From a publisher perspective, the rise of adblockers, declining interest in banner ads and failure of video revenue has left many media houses clinging to the rise of native advertising as a life saver in terms of revenue streams.
Native advertising has had a tremendous growth and publishers across multiple markets have built elaborate studio / in-house content marketing departments to satisfy customers and drive sales. Although not without its controversy and prolonged «Church / State» debates, but the initial dust has now settled and advertisers and publishers are seeing that customers are pleased and business is growing. The less obtrusive and «push based» native ad formats are both grabbing attention, providing utility and information to consumers and in turn providing ROI for advertisers across a number of strategic metrics.
Social media, smart algorithms, contract publishing and keywords have all enabled brands to place carefully crafted stories at the eyes and fingertips of a banner-blind audience craving great content to consume, share, enjoy and draw inspiration from.
The pro’s of moving from advertising (selling) to a native, content driven (telling) marketing are deeper and more meaningful relationship with clients. Leveraging media’s traditional skills in this craft through either studio content marketing, advertorials or contract publishing is cost efficient, and comes with its own distribution. The con’s: Embedding your content strategy in someone else’s universe is like building your house on rented land. If you opt for a media-house driven native relationship, you are limiting your reach to that of the specific outlet. Similarly, if you are building it around Facebook profiles and pages you will be forever bound to a dwindling organic reach and a future of paying for attention.

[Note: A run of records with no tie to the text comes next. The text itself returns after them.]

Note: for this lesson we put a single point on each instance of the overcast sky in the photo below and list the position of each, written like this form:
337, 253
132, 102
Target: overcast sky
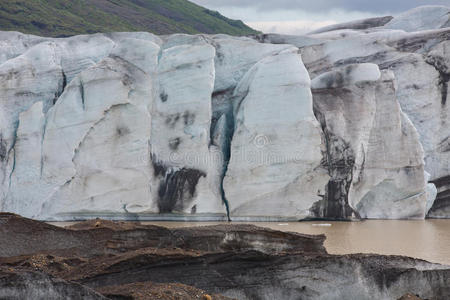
301, 16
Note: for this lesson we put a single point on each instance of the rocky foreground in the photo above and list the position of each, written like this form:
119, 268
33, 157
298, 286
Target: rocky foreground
101, 259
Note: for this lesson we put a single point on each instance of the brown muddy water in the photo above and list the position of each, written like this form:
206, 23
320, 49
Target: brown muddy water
424, 239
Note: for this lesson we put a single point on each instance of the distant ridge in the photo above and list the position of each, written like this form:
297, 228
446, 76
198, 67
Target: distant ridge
59, 18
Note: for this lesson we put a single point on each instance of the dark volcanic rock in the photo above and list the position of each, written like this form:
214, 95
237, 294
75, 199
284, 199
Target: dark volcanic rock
23, 236
16, 284
151, 290
133, 261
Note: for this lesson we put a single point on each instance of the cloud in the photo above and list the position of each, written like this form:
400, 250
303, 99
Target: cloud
321, 6
289, 27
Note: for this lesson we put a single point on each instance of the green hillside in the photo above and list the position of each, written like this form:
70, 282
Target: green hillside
59, 18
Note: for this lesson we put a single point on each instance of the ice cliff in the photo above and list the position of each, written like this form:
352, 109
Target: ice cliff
350, 121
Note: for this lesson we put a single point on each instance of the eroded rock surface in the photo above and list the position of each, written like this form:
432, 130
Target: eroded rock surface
237, 261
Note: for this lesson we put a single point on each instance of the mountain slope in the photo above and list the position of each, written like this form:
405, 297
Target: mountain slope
58, 18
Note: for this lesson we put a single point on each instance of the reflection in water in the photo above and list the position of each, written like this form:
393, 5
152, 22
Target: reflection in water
425, 239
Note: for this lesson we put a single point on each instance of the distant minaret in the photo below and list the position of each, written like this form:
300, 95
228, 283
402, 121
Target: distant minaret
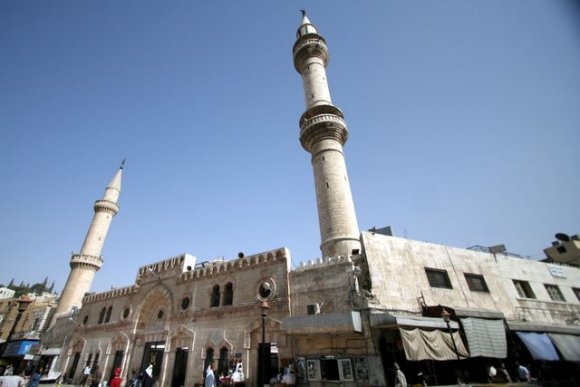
323, 132
85, 264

These are short-term problems that have an easy fix: build your own media property online, but before we get to that you must address the deeper issue at hand here:
Regardless of what solution you feel suits your needs and budget. Know this: Customers are getting used to the content format and they now increasingly seek out MORE information from brands. Search plays an important role here, but if your native advertising is advertorial or contractual publishing the reach of Google searches will not benefit your content outside your own channels.
From an advertiser perspective this raises some new issues, most notably:
We are in the middle of a media crisis - but this is NOT a crisis of journalism or great storytelling. It is a crisis of plattform and attention. Time spent online may be increasing year on year but time spent per site is decreasing. Web behemoths Google and Facebook are themselves only able to sustain an audience for a limited time (time spent on FB is on average 20+ minutes per day).

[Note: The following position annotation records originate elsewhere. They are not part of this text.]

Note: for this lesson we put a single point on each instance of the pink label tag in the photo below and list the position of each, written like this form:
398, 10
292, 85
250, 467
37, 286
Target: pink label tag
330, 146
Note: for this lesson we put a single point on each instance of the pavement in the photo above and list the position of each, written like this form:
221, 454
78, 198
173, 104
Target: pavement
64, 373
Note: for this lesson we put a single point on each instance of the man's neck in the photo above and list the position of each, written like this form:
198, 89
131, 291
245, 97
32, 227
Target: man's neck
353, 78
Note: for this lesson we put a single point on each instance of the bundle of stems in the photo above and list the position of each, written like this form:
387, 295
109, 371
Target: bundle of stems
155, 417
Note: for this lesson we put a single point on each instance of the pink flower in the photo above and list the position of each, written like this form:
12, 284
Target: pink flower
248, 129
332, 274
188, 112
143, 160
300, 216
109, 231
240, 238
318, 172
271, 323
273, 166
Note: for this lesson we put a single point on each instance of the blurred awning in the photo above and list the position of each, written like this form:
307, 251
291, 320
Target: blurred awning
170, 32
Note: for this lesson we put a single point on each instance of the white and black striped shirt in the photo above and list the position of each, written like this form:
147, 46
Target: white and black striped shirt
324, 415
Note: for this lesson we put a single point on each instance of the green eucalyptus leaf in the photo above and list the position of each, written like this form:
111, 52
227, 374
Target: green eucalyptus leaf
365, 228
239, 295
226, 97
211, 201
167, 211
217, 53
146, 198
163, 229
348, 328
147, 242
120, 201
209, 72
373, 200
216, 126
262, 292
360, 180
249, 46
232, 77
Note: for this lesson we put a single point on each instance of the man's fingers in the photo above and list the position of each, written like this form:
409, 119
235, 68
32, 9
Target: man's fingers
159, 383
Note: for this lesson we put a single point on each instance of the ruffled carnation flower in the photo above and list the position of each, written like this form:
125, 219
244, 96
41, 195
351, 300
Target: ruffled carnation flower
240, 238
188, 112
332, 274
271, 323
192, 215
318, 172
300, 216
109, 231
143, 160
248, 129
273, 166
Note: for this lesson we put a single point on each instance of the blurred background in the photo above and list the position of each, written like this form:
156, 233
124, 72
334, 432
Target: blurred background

Converting attention to something deeper and more lasting - alternatively a desired action like a subscription or a sale is not the same as acquiring attention.
A single article is not a content strategy and a single post is not a blog. A click on either is only the first kiss in a romance that could grow into a marriage. But for this to work, advertisers must themselves become providers of content, think like publishers - and sustain their efforts to thrill and entertain their audiences with more, more, more engaging content.
The reason cat videos are ubiquitous, is because they work! But only on the metric of clicks and page views. Fine if you’re living of CPM driven display ads, but not if you are a brand.
Brands positioning themselves as content driven, aiming at being not the ad-break in someone else's content - but rather the stars of the show itself, must disperse of the campaign state of mind and change the core of their offering to that of a publishing outfit.
The pro’s of owning you own «media property» is that you control the story, the effect of hearing that story, the search for your stories and the prolonged benefit of the relationship you create. The con’s: You may need to alter the core of your organization and re-think the value proposition of your product. This could well be costly and time consuming, but failing to do so will alienate your audience and weaken your competitiveness.
We are living through a major recalibration of business models where the shift is moving from «reach» (in terms of audience) to «relationships» (in terms of individuals). This shift forces business to readdress it’s views on marketing, value chain and organizational structure.
When choosing between a native content strategy and going it solo ask yourself this: How do I harness the data behind the attention my content is getting? How do I leverage this insight into building a meaningful relationship with my audience? If the answer here is “I don’t know” to either question - talk to an experienced publisher. If the answer is “Data acquisition and analysis is at the core of my content strategy” then start building your own house! If you’re in the grey area here then my advice is obvious: do both! Use experienced storytellers and agencies to shape your content, distribute intelligently and make it your mission to master page analytics and the data sets your site offer by default. If it can’t be measured - it can’t be of value! Make sure your partner of choice shares the insight you need to keep improving.
Address the pro’s against the con’s when deciding what strategy is right for your brand. Content remains king but make sure you find it a kingdom and keep it’s subjects happy or the king will be usurped.